More hugs, but that won’t be happening anytime soon.
Most of all, though, we need more ears.
Right now, everyone has a story of how their life has changed. Some have seen their income completely dry up. Some are battling COVID in isolation or in an overcrowded hospital. Some are in danger of losing their businesses, their homes. Some are separated from their loved ones by miles and travel restrictions. Some are trying to work from home but can’t clone themselves and watch their suddenly out-of-school kids as well. Some are about to lose a parent and can’t even plan a funeral because of current regulations. Some have to celebrate their birthdays alone with just themselves and Marco Polo. I, or someone I know well, fall into each of these categories.
With so many voices sharing these legitimate, desperate stories of loss, tragedy, or worry, it seems there aren’t enough ears to go around, and not enough thumbs reaching out and messaging words of hope and love.
I am guilty.
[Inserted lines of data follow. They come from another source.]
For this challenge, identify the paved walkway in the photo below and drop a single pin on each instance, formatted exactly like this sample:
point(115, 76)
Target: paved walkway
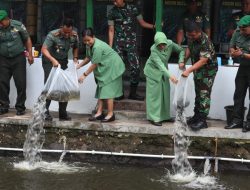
point(126, 123)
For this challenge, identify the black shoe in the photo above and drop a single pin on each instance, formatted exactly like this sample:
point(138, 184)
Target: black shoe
point(3, 111)
point(20, 112)
point(120, 98)
point(99, 117)
point(193, 119)
point(246, 127)
point(201, 124)
point(64, 118)
point(159, 123)
point(234, 126)
point(136, 97)
point(112, 118)
point(47, 116)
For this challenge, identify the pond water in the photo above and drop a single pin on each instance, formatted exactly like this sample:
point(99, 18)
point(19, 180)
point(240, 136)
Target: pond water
point(18, 175)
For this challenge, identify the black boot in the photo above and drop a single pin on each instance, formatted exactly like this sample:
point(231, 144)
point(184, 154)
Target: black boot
point(246, 127)
point(201, 123)
point(133, 95)
point(63, 115)
point(193, 119)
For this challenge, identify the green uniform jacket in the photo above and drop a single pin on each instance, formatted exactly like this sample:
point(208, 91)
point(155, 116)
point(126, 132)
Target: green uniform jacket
point(109, 64)
point(242, 42)
point(156, 65)
point(157, 75)
point(12, 39)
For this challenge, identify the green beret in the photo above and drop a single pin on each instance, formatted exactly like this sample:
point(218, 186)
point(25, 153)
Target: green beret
point(3, 14)
point(244, 21)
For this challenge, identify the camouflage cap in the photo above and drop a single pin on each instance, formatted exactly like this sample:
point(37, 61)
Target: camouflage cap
point(3, 14)
point(244, 21)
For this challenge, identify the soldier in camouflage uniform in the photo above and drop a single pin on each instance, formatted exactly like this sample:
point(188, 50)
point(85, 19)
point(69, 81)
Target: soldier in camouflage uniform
point(13, 38)
point(240, 48)
point(122, 37)
point(55, 52)
point(237, 16)
point(204, 67)
point(192, 14)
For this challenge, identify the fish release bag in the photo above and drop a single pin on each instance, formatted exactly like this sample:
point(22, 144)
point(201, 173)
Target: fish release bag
point(62, 85)
point(181, 97)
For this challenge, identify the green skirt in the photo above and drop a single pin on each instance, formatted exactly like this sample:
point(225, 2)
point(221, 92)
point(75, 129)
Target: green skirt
point(158, 99)
point(110, 90)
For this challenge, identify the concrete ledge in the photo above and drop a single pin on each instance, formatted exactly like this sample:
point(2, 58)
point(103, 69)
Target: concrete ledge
point(124, 125)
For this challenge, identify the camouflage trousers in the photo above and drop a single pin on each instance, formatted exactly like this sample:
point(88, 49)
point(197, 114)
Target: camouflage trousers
point(203, 89)
point(124, 48)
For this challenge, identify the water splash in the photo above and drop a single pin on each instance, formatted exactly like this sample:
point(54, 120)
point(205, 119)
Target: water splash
point(35, 135)
point(207, 167)
point(63, 139)
point(180, 164)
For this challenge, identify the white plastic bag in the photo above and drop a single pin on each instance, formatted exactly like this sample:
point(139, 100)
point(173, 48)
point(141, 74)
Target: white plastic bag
point(62, 85)
point(181, 99)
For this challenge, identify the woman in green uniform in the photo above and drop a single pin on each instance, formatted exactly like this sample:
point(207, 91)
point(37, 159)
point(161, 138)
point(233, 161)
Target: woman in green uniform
point(157, 78)
point(108, 68)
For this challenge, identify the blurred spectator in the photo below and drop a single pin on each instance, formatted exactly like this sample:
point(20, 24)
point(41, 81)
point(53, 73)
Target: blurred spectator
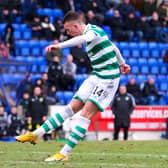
point(36, 27)
point(117, 25)
point(29, 8)
point(126, 8)
point(144, 27)
point(122, 107)
point(48, 28)
point(53, 53)
point(38, 108)
point(150, 95)
point(134, 89)
point(96, 6)
point(3, 122)
point(68, 5)
point(25, 104)
point(69, 69)
point(51, 96)
point(93, 18)
point(165, 58)
point(15, 122)
point(9, 39)
point(4, 51)
point(155, 27)
point(131, 28)
point(80, 59)
point(55, 73)
point(112, 4)
point(148, 7)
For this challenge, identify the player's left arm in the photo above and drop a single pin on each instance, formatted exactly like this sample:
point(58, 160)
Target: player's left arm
point(125, 68)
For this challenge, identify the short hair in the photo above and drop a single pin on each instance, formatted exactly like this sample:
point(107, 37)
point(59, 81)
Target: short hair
point(72, 16)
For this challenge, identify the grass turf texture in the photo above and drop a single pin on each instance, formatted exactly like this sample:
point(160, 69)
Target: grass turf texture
point(105, 154)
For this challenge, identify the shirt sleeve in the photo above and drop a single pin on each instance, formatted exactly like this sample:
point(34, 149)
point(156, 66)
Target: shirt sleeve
point(119, 56)
point(89, 36)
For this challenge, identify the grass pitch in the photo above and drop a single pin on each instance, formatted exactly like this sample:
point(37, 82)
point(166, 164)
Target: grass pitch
point(105, 154)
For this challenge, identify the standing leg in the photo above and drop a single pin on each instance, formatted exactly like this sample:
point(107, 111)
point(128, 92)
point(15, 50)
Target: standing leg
point(78, 132)
point(52, 122)
point(125, 132)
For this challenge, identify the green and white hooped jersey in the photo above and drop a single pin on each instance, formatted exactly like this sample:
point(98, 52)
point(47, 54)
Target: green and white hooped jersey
point(101, 54)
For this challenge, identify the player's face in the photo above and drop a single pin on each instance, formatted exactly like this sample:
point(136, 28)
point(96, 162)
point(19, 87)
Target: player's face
point(72, 28)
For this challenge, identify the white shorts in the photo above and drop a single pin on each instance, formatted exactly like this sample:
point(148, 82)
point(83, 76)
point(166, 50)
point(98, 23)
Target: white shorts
point(100, 91)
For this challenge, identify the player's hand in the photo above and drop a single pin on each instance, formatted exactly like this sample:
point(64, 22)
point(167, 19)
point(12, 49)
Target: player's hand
point(125, 68)
point(51, 47)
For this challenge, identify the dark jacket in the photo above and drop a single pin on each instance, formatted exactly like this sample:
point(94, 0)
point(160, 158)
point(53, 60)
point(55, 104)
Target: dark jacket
point(37, 109)
point(122, 107)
I’ve been a little too quick to talk about all that’s gone wrong for me at the hands of this capricious coronavirus, and a little too slow to check in with those who need the two ears I have to offer.
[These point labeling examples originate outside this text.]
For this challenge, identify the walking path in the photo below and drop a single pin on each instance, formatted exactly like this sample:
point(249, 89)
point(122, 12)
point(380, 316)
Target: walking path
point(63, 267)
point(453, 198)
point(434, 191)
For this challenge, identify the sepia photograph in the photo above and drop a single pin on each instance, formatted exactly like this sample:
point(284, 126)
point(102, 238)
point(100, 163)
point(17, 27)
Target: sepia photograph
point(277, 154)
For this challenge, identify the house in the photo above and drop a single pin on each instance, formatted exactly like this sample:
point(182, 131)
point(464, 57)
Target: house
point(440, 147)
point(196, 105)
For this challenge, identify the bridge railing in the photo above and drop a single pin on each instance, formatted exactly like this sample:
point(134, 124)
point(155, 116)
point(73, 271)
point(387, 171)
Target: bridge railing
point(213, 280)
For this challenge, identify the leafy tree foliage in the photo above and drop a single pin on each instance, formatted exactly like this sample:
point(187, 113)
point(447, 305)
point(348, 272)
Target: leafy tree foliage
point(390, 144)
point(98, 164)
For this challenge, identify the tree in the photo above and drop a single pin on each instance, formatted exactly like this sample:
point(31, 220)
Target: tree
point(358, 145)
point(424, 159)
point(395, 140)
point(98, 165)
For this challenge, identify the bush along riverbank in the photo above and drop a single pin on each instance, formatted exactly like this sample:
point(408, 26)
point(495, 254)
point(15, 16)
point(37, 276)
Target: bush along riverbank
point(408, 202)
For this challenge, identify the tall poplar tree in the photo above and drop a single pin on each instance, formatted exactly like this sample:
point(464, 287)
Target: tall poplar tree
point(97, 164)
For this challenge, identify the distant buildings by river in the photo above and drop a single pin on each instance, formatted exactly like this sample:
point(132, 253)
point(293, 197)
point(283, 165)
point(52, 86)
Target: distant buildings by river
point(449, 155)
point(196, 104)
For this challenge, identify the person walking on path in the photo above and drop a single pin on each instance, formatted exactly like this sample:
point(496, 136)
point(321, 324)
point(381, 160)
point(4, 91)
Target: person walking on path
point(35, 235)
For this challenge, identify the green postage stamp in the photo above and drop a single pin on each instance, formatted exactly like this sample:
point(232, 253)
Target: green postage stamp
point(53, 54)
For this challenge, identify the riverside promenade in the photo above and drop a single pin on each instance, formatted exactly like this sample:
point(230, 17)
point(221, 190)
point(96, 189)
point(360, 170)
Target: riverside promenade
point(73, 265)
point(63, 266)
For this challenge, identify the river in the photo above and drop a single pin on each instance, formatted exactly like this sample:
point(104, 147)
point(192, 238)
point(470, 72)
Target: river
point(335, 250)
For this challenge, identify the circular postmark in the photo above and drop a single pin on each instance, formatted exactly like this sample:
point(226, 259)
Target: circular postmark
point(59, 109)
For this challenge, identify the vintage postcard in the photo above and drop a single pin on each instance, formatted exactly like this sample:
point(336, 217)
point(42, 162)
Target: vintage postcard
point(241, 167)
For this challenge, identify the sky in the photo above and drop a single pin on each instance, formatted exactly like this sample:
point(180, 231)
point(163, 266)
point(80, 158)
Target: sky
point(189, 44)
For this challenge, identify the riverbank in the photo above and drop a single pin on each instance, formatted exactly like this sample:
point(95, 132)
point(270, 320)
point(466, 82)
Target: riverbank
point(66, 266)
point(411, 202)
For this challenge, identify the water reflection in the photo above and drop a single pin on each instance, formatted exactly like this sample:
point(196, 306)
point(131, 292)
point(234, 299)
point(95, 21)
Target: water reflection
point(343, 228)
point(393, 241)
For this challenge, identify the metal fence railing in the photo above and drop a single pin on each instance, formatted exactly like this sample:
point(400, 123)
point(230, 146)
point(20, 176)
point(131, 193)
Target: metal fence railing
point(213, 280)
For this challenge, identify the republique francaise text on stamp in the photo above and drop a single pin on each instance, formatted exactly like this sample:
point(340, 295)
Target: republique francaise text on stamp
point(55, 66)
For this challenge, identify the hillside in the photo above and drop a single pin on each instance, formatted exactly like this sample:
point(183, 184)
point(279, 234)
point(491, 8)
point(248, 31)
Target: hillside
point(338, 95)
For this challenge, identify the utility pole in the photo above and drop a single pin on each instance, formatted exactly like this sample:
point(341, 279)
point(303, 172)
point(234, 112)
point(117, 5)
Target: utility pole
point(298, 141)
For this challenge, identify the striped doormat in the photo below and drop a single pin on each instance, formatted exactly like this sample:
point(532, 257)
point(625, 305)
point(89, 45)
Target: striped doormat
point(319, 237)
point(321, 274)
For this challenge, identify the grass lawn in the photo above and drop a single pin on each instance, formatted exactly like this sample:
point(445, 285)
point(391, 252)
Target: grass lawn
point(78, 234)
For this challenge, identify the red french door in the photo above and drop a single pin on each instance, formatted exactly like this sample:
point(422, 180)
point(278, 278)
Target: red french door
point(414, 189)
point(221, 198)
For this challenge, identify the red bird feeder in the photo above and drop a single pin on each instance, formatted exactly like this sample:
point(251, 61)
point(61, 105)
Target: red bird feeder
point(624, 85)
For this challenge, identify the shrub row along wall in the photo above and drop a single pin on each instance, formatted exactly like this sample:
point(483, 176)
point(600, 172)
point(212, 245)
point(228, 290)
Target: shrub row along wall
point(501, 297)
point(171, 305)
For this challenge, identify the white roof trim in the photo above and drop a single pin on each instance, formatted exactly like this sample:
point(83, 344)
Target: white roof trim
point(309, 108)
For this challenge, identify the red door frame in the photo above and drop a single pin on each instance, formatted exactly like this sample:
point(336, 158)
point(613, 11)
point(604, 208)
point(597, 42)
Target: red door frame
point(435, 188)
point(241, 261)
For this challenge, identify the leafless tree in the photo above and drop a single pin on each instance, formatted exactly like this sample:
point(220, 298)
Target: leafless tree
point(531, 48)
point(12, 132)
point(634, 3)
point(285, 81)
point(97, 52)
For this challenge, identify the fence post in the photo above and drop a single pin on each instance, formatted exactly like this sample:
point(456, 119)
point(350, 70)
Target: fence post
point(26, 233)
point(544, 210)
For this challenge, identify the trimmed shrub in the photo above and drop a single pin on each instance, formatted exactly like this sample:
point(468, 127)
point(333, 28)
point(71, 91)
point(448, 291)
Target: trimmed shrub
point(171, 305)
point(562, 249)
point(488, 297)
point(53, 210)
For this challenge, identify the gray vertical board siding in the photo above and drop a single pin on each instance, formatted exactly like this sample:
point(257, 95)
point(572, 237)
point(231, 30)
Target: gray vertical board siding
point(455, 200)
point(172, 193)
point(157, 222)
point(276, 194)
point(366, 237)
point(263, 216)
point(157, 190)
In these times of physical distancing, it’s hard not to feel emotionally distanced, as well.
My heart is warmed by stories from across the globe of individuals, companies, families and organizations that are doing everything technologically possible to stay connected emotionally, relationally, socially.
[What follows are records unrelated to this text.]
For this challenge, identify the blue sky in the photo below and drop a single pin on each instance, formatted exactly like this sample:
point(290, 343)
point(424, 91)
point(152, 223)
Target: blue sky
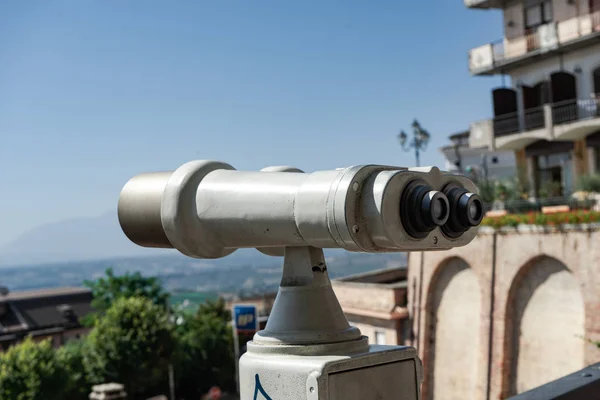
point(93, 92)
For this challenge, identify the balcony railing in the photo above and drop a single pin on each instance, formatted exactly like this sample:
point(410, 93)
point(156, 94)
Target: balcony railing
point(572, 110)
point(545, 37)
point(583, 384)
point(534, 118)
point(563, 112)
point(506, 124)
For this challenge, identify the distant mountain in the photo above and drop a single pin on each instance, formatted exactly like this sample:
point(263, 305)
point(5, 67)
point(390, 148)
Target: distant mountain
point(78, 249)
point(245, 270)
point(73, 240)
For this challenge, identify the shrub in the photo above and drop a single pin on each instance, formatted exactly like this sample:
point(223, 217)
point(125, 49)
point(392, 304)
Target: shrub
point(514, 220)
point(589, 183)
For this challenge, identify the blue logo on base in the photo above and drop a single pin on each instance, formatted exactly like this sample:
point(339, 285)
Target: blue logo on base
point(258, 389)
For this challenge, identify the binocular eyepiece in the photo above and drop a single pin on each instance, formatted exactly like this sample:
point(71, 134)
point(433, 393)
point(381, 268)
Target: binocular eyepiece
point(207, 209)
point(454, 209)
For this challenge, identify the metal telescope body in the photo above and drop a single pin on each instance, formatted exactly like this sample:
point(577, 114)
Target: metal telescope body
point(308, 350)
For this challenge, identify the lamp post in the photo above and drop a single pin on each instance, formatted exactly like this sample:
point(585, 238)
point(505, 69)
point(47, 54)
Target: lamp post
point(418, 142)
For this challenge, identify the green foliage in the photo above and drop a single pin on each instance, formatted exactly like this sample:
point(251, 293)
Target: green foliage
point(107, 290)
point(514, 220)
point(589, 183)
point(74, 356)
point(205, 353)
point(487, 191)
point(131, 344)
point(32, 371)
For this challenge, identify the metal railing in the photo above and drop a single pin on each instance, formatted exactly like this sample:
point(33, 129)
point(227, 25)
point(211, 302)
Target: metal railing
point(533, 40)
point(565, 31)
point(595, 20)
point(581, 385)
point(506, 124)
point(498, 50)
point(534, 118)
point(573, 110)
point(563, 112)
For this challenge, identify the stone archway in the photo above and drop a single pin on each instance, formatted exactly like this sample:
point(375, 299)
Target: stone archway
point(546, 325)
point(453, 334)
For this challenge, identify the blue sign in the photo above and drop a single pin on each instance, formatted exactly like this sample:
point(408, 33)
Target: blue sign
point(245, 318)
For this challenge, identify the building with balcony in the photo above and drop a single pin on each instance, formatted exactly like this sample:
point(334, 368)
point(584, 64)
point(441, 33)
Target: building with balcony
point(44, 314)
point(549, 116)
point(477, 162)
point(375, 302)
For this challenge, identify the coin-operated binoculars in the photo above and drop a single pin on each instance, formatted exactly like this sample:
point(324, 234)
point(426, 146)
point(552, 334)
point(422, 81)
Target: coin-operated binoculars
point(207, 209)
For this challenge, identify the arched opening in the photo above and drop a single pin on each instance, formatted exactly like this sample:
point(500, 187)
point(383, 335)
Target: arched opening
point(563, 91)
point(545, 326)
point(596, 75)
point(506, 120)
point(534, 98)
point(453, 333)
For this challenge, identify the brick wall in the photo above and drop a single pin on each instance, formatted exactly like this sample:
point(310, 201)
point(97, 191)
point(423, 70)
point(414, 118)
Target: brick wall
point(516, 274)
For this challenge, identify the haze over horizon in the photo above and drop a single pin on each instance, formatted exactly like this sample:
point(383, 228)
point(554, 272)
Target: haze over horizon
point(96, 92)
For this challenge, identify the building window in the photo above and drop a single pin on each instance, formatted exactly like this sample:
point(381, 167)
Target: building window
point(379, 337)
point(538, 14)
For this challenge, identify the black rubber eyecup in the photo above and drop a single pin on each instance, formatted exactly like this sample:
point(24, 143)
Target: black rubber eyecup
point(466, 210)
point(422, 209)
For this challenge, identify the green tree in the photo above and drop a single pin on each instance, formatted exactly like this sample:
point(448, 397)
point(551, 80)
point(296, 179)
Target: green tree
point(132, 343)
point(75, 358)
point(32, 371)
point(205, 351)
point(110, 288)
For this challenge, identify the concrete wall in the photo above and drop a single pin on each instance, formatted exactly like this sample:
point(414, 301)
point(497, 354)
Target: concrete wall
point(371, 297)
point(453, 327)
point(547, 311)
point(536, 289)
point(370, 328)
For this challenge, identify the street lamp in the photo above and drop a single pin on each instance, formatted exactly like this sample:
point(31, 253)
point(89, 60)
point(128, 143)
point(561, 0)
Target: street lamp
point(418, 142)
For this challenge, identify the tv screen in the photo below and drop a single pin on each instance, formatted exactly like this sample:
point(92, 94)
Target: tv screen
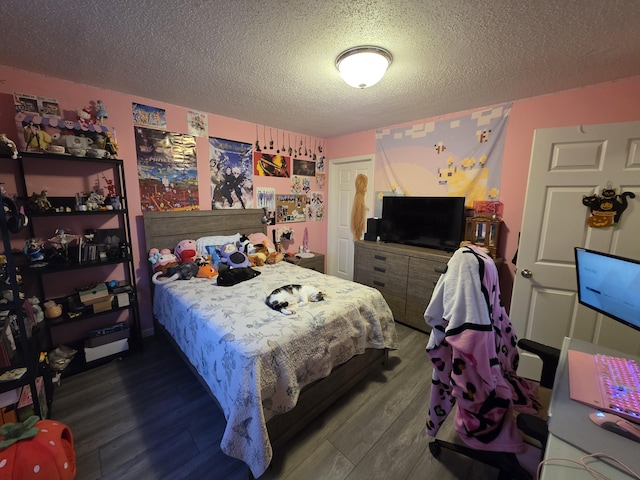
point(609, 284)
point(432, 222)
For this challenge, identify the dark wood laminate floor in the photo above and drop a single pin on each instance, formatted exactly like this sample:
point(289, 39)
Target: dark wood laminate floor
point(147, 417)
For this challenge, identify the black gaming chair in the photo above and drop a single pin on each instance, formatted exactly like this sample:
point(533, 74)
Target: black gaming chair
point(533, 426)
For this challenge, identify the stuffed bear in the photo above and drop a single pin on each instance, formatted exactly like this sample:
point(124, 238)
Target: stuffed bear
point(186, 251)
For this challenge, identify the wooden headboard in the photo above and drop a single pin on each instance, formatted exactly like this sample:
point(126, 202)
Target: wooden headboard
point(166, 229)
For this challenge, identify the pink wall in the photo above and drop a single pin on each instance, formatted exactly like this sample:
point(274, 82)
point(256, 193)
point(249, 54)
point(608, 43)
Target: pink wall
point(610, 102)
point(71, 96)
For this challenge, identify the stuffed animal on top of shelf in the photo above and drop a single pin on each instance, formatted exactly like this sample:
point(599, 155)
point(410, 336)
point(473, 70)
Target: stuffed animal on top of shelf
point(8, 146)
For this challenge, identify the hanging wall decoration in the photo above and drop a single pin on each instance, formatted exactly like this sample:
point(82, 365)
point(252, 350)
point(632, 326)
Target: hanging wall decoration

It’s not enough to read these touching tales on social media and smile while we simultaneously isolate ourselves and binge watch another show. Positive posturing in your social media posts doesn’t count as interpersonal communication. Neither does leaving a sympathetic yet generic comment on someone else’s post.
What we need now, more than anything, is the knowledge that those in our life care. Are there to listen. To love. To understand. Perhaps you know a lonely person who is struggling to make ends meet financially, emotionally, or any other word with the suffix -ally. Perhaps you are that person.
Pick up your phone. Turn off Netflix. Give your thumbs a much-needed workout. Reach out. Say hey. Check in. Truly listen. You have so many apps at your disposal. FaceTime. Skype. Messenger. WhatsApp. Instagram. Good ol’ texting or phone calling. Even banners from your balcony.
Make the effort. I challenge you, and challenge myself, to contact five people today that you haven’t spoken with in awhile. We need each other. We are alone together, never simply alone.
Unprecedented times like these not only show us who our true friends are, but challenge us to be a little less self-absorbed, a little more apt to be the first one to reach out, a little more forgetful of our own needs and problems as we remember to do everything we can to be there for those who need us most.
To be honest, I’ve been discouraged these last few weeks. Self-reflective. Down. I have already spent six out of the last nine months trapped in bed, recovering from falling 80 feet and a subsequent spinal fusion surgery. My life had just started to get back on track, and now I find myself stuck indoors in a familiar place. As someone who needs, relies on, and craves social interaction, my soul is as empty as my bank account threatens to be. I’ve been tempted to shut down, and I already have, for short periods of time.
See? I can’t even make it through one blog post without talking about my own struggles.
From today on, though, I choose to offer my ears. My thumbs. My heart. I choose to remember that I am far from the only one navigating these uncertain, uncharted waters, and that I have much to be thankful for, many to be thankful for.
From today on, I choose to stop thinking as much about how I’m going to get through, and start thinking more about how I can help others get through.
If you haven’t already, I hope you’ll join me.